Gender equality has been a constant subject of national debate. As women have had to fight for their voting rights, their medical liberties — even their wages, the American patriarchy has found a new way to discriminate. Through disproportionately targeting women for aesthetic medical marketing and cosmetic reconstruction, the superficiality of social media has served to hold women to a new beauty standard identified by reconstructive surgery. It can be argued that allowing men to define standards of beauty among women has resulted in a movement towards cosmetic procedures, increasing in popularity since their introduction. 

Although the current picture of cosmetic procedures is one of plastic surgery, fillers, and undeniably a Kardashian or two, aesthetic medicine traces its roots back to early India, where nose mutilations and other battle scars were fixed through forehead flap reconstruction. Beginning as a male oriented procedure, aesthetic surgery has seen a radical shift towards women as it rose to fame in America. With the flapper movements of the 1920, facelifts and eyelid corrective surgeries were in vogue, drawing on the desire to attain a thin, androgynous look. Notably, the first “altered” women, Suzanne A. Noel, became a pioneer in the dermatological cosmetic surgery field.

The unisex style of the 20s-40s was quickly replaced after WW2, as women were seen as the primary domestic figure in American households. As the nation’s priorities shifted from wartime production and industry, to a redefining of the quintessential American family, an emphasis was placed on maternal roles, culminating in a characteristic 50s-60s focus on the symbolism of breasts. The notorious bullet bra, wasn’t alone in determining a new beauty standard for women; breast augmentation procedures began their ascent to popularity around this era as well. Mammoplasty and breast implants started in 1955, and silicone was concluded to be a satisfactory material for augmentation in 1965. The “full motherly figure” highlighted by hoop skirts and corsets, drove the recognition of a renewed “elegant” and domestic silhouette for women. But as this fashion trend became the victim of resentment, its maternal branding transformed into binding, and was influential in the encouraging of a second wave feminist rumblings — a movement focused on sexual freedom.

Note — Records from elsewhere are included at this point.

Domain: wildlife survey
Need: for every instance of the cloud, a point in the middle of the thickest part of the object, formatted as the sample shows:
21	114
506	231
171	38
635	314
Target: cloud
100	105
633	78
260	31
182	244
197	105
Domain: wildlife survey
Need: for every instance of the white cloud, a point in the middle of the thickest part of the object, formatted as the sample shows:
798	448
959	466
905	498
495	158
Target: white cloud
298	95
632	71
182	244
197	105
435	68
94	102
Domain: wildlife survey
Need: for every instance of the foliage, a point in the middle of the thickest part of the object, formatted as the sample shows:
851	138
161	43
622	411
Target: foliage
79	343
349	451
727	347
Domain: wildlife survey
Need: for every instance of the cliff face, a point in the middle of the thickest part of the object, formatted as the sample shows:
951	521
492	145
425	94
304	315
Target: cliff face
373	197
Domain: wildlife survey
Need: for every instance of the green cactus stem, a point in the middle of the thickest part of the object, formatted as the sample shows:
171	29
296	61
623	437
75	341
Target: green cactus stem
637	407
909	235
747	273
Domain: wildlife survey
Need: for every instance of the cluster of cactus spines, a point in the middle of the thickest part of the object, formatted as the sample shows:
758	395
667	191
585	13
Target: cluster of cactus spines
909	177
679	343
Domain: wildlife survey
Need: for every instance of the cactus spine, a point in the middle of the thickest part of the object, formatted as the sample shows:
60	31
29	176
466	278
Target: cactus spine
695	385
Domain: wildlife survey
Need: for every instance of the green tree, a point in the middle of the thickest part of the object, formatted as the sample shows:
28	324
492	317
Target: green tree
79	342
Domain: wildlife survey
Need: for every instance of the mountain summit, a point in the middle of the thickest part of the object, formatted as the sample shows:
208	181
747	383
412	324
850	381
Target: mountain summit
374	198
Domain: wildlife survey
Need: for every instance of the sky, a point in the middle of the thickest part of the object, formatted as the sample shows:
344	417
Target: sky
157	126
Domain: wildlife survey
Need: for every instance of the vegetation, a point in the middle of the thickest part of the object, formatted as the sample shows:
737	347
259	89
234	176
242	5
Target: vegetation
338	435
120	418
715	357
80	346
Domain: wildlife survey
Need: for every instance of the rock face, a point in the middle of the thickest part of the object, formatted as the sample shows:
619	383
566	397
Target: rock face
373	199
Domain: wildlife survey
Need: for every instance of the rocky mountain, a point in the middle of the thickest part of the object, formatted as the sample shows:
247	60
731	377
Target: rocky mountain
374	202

More recently, the 90s and 2000s have been crucial in constructing a narrative around aesthetic medical procedures. Bringing celebrities like the Kardashian Clan (infamous for their use of cosmetic procedures) into the American cultural lens has resulted in a societal movement towards anti-aging surgery and other aesthetic medical practices. Exacerbated by the rise of “social media influencers” in marketing tactics,  cosmetic surgery has disproportionately affected women. According to a 2017 ASPS (American Society of Plastic Surgeons) study, women comprise 92% of total cosmetic surgeries, suggesting that the social context of America is comparatively a greater influencing factor in women’s health issues than men’s.

It is necessary to discern a distinction between aesthetic procedure, and aesthetic marketing. This project makes the argument that the marketing of these procedures is sexist; it however does not extend that argument to target the surgery itself. This project will focus on proving whether the social media marketing techniques employed by the aesthetics field are sexist, and analyzing the economic impact of this marketing strategy on an aesthetic medical firm’s revenue, as compared to the impact of traditional pharmaceutical marketing strategies. In doing so, a recommendation for future marketing strategies and advertisement campaigns will be made.